Unmet Needs in CINV

Video

Transcript:

Lee S. Schwartzberg, MD: We’ve made great progress. We’ve talked about the new NK1s (neurokinin 1s); our 5-HT3s (5-hydroxytryptamine3s), which are very mature; and the use of corticosteroids and different ways of treating. So where are the remaining needs in CINV, and what are the unmet needs? Eric, what are your thoughts?

Eric Roeland, MD: We’ve done a good job of having guidelines classify chemotherapy broadly, but I think we need to incorporate those with patient risk factors and study this in a prospective way. So that’s 1 very important concern. The other is multiday chemotherapy. Currently, we take the worst offender and say that we’re going to classify their antiemetics based on that. But is that really the best option? If you’re getting a low or even moderate emetogenic chemotherapy [MEC] over multiple days, is that really high? This could then lead, of course, to the hematologic malignancy population, who really has been under-studied. It’s kind of the Wild, Wild West in terms of what people are doing with antiemetics in a very complicated and sick patient population.

Lee S. Schwartzberg, MD: What’s your experience? You mentioned BEP (bleomycin, etoposide, and platinum), Dawn, and that’s a regimen that’s tried-and-true for testicular cancer as multiple-day chemotherapy. Perhaps we don’t use quite as much of it, in general, as we did before, but there still are very specific reasons, and clearly, the hematologic malignancies, I would agree with Eric, are of concern. What are your thoughts? How do you approach multiday chemotherapy?

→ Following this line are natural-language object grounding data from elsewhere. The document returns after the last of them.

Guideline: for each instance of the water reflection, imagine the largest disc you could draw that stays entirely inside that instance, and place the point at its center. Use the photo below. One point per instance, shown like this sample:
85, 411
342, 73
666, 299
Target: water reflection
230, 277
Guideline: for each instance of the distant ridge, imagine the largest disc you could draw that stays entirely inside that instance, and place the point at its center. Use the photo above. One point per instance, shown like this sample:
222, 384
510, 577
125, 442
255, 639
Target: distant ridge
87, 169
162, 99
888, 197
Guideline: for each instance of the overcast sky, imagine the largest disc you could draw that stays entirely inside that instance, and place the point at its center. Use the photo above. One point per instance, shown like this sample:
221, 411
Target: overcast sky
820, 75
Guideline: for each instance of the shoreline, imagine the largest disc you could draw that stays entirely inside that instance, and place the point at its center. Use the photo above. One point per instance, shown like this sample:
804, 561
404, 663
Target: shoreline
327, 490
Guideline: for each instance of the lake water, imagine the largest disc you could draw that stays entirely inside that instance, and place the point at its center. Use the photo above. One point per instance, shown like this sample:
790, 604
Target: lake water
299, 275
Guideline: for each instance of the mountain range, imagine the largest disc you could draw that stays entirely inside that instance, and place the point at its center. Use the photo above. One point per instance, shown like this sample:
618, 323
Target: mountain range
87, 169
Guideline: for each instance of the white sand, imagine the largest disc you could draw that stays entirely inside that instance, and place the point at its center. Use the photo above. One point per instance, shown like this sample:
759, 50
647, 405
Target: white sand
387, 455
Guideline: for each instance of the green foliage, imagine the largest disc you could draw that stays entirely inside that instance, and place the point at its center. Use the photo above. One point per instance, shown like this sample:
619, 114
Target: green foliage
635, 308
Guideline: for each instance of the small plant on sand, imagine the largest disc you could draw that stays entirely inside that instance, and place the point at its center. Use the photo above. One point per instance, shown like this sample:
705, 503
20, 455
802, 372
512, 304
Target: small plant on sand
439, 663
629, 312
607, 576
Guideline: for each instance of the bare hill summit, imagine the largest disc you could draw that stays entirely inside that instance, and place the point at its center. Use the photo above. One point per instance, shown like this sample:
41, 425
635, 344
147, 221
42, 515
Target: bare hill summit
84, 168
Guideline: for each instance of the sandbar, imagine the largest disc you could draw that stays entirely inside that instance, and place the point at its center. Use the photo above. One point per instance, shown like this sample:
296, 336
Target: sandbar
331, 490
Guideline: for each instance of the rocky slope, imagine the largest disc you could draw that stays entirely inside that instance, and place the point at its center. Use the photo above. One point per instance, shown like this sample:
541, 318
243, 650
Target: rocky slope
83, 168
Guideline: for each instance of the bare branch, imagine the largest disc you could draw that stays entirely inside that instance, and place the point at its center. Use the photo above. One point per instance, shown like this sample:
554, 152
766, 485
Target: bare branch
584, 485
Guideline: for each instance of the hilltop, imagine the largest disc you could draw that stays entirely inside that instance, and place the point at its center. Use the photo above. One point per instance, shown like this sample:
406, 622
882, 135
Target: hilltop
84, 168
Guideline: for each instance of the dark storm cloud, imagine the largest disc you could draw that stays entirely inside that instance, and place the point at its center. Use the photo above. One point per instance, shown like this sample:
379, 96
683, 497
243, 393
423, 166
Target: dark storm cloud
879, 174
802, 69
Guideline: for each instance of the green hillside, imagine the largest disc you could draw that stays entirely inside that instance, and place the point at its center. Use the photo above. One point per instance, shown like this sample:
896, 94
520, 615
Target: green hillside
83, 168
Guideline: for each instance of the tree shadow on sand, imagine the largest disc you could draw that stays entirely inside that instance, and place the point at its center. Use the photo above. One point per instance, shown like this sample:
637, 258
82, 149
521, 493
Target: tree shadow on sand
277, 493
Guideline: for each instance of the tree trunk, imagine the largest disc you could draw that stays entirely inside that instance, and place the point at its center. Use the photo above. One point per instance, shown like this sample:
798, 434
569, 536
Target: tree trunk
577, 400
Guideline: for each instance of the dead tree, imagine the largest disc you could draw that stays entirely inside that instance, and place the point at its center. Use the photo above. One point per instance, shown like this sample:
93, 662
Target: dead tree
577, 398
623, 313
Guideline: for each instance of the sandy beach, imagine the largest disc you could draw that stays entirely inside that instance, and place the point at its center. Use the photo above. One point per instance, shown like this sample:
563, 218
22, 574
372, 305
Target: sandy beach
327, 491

Dawn Dolan, PharmD, BCOP: We try to be as aggressive as possible in those particular patients. Like you had said before, these are curable patients. We do not need them falling off the wagon or coming back to us saying they don’t want therapy. We need to get them through, and we need to be aggressive, up front. In my personal opinion, I feel like we’re still underutilizing the NK1 receptor antagonists. We have all these great data, and we have all these drugs, but we still are seeing that 30% of the patients have nausea. One in 3 patients is still not being controlled. So we still have a ways to go.

Lee S. Schwartzberg, MD: Do you give the NK1 on day 1 and repeat it? And how do you approach palonosetron for the same point of view with a long-acting 5-HT3?

Dawn Dolan, PharmD, BCOP: Right now, we’re still doing only the NK1 on day 1. With palonosetron, if it’s a multiday regimen, we give it on days 1, 3, and 5 or every other day depending on the duration of the regimen.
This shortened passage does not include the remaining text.